Art Hansen right before his talk. Photograph © Daniel C. Tsang 2011.
KUCI Subversity Online Audio link: 19 October 2011 Talk. Permission kindly granted by Prof. Hansen to post the audio online.
A LOOK BACK on 2011: Orange County's top historian on Japanese Americans gave a vivid and fascinating talk on a segment of OC history that many do not know or may have forgotten if they knew it.
At the Nikkei Heritage Museum on 19 October 2011, Cal State Fullerton Historian Art Hansen focused on the life of OC-born Kazuo Masuda and the conditions faced by Japanese Americans in Orange County at the time. Masuda went from what became Fountain Valley to concentration camp (NOT "internment" camp as the US Government euphemistically called it) to fight for the US in the famed 442nd regimental combat team made up of Japanese Americans. After he was killed in battle in Italy, his body was initially refused burial in Westminster Memorial Cemetery because of his ethnicity, although the cemetery later relented after the Japanese American Citizens League and others raised a ruckus. It was Lt. Gen. Joseph W. Stilwell who flew to Orange County to bestow the Distinguished Service Cross in 1945 on his sister.
At an OC rally after the ceremony, Hollywood celebrities joined a multi-ethnic crowd. Among the guest speakers was a Capt. (Ret.) Ronald Reagan who declared, after turning to the Masuda family to thank them for Kazuo as a "true American": "Blood that has soaked into the sands of a beach is all one color."

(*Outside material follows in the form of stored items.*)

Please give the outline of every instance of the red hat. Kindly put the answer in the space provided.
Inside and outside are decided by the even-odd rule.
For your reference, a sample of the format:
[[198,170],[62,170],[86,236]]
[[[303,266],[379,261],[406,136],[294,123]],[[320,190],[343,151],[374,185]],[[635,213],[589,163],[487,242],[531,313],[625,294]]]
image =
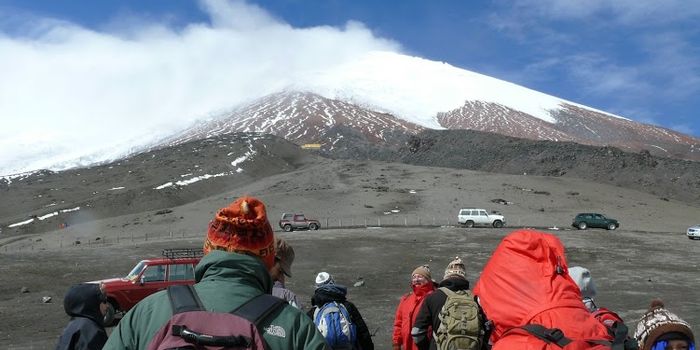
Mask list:
[[275,236],[267,221],[265,204],[244,196],[219,209],[204,240],[204,254],[212,250],[257,256],[271,269],[275,264]]

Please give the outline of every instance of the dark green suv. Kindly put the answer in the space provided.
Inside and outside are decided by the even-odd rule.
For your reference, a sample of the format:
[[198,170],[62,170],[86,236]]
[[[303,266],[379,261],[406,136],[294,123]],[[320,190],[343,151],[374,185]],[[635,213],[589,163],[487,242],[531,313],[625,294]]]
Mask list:
[[585,230],[589,227],[599,227],[607,230],[614,230],[620,227],[620,223],[615,219],[606,218],[603,214],[597,213],[581,213],[576,215],[571,226],[579,230]]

Decades later the Masuda family reminded Reagan (by then president) of this 1945 speech when he seemed initially unwilling to sign the redress bill that compensated who survived the incarceration. Masuda's sister, June Masuda Goto, wrote to Reagan and convinced him to support the bill. Reagan invited her to Washington and she was present when the president signed it in 1988. In 1975 an school in Fountain Valley had also been named Kazuo Masuda Elementary School.
Art Hansen illustrated Kazuo Masuda's life with slides depicting the various events in the Japanese American's life. The story of this Nissei war hero from OC is also told in a book available at the event, From the Battlefields to the Home Front: The Kazuo Masuda Legacy by Russell K. Shoho and published by the Nikkei Writers Guild, a division of Japanese American Living Legacy, a non-profit.
Participants also heard from Irvine artist Chizuko Judy Sugita DeQueiroz, whose book, Camp Days, 1942-1945, documented, in text and artwork, her years of incarceration. She presented excerpts from a new documentary DVD about her life. Her artwork is currently on display at the Japanese American Museum of San Jose until December 31, 2011.